Au final, la recherche scientifique a débouché sur peu de résultats convergents à ce jour et la (re)connaissance de cette maladie se heurte en premier lieu au manque de critères de diagnostic clinique (autres que l’association par la personne elle-même de ses symptômes à l'exposition aux champs électromagnétiques), et à l'absence de mise en évidence d'une relation de cause à effet établie. La multiplicité des sources auxquelles les malades sont confrontés constitue un point de difficulté supplémentaire pour une bonne caractérisation de l'exposition. Des pistes orientent vers l'intervention de facteurs neuro-psychiques individuels et des analogies avec les sensibilités chimiques multiples (SCM), un autre trouble associé à des expositions environnementales de bas niveau à des produits chimiques, ont aussi été notées.
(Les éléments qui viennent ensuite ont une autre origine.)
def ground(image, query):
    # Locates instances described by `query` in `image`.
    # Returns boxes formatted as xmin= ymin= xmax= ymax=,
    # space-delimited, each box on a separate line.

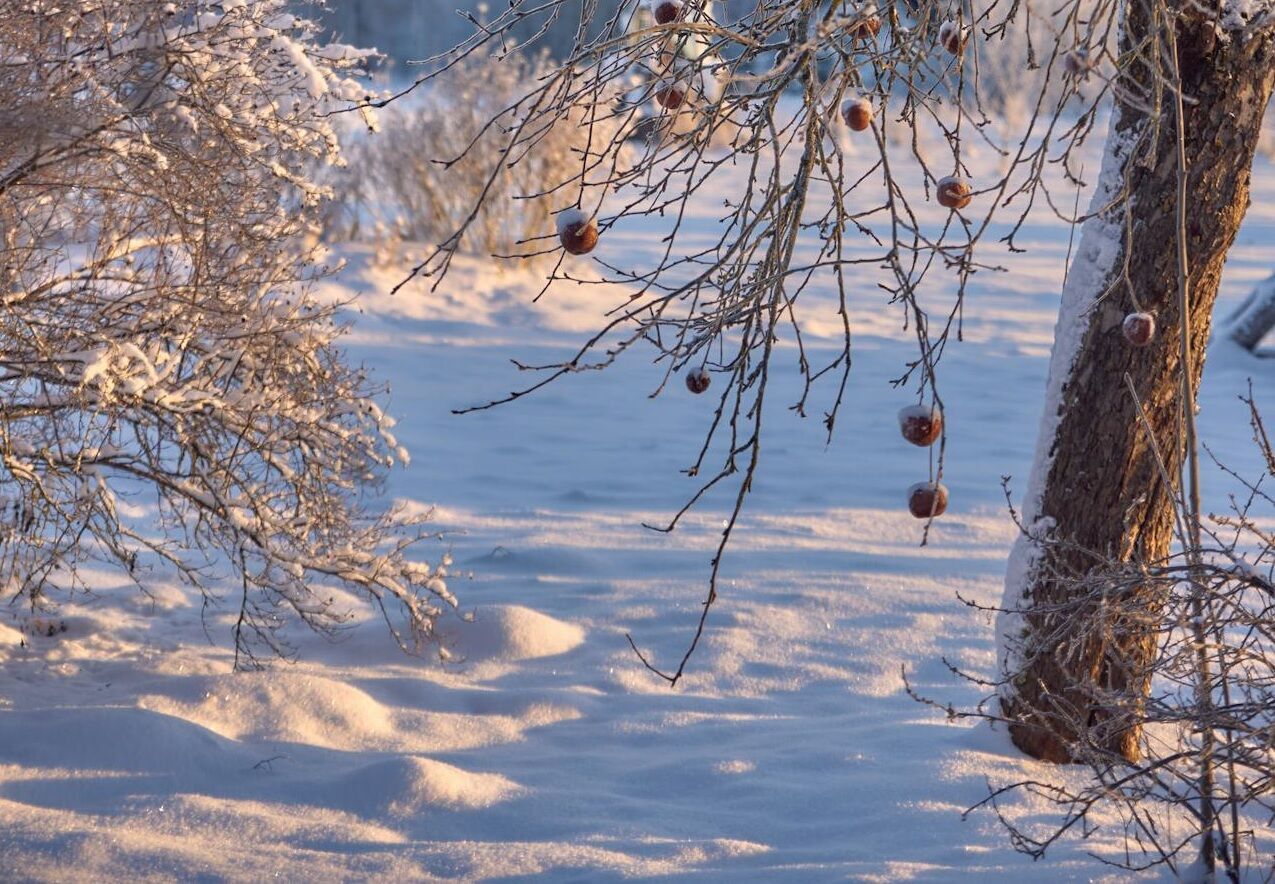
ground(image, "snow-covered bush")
xmin=324 ymin=50 xmax=623 ymax=261
xmin=0 ymin=0 xmax=453 ymax=661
Caractérisation précise des symptômes, études de prévalence et d'incidence, pathologies associées, formation des professionnels de santé : les carences tant dans le domaine de la connaissance que de la prise en charge ne manquent pas. Le travail d'expertise actuellement en cours à l'ANSES fournira une synthèse des connaissances actuelles et pointera les pistes de recherche à explorer de manière prioritaire. Les approches novatrices en matière de recherche sur l'hypersensibilité électromagnétique sont également un des axes prioritaires auxquels l'agence sanitaire accorde son soutien par le biais du programme national de recherche sur les radiofréquences.
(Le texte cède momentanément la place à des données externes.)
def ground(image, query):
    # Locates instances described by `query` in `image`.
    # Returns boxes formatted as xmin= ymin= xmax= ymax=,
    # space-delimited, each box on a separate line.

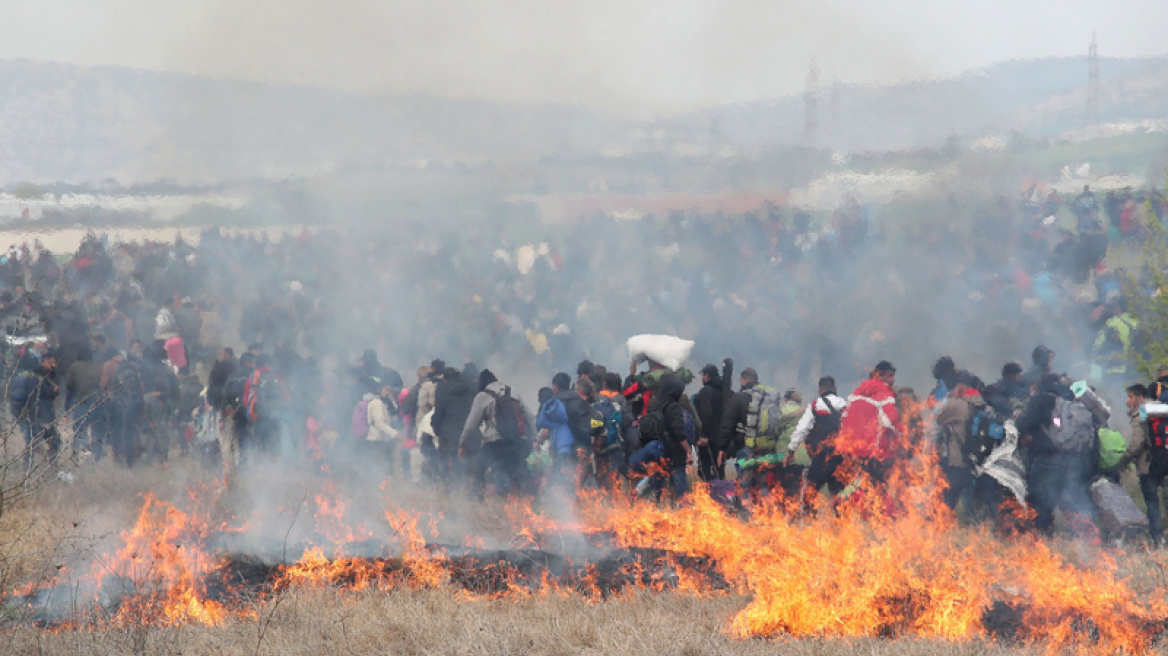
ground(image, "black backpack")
xmin=482 ymin=385 xmax=527 ymax=441
xmin=806 ymin=395 xmax=843 ymax=451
Si le retard pour une reconnaissance de la maladie ajoute encore au sentiment d'isolement des personnes concernées, l'absence d'identification de lien de causalité ne doit pas conduire à mettre en doute la réalité de leur souffrance, et les situations de grande détresse occasionnées justifient que les pouvoirs publics se penchent sans attendre sur les réponses qu'il est possible de leur apporter. Une demande pressante concerne la création de "zones blanches", dépourvues d'infrastructures émettrices d'ondes électromagnétiques, où les EHS pourraient s'installer et sortir ainsi de leur isolement ; à l'heure actuelle, les rares secteurs propices sont recherchés en zone rurale (photo) et aucun projet n'a encore abouti en France.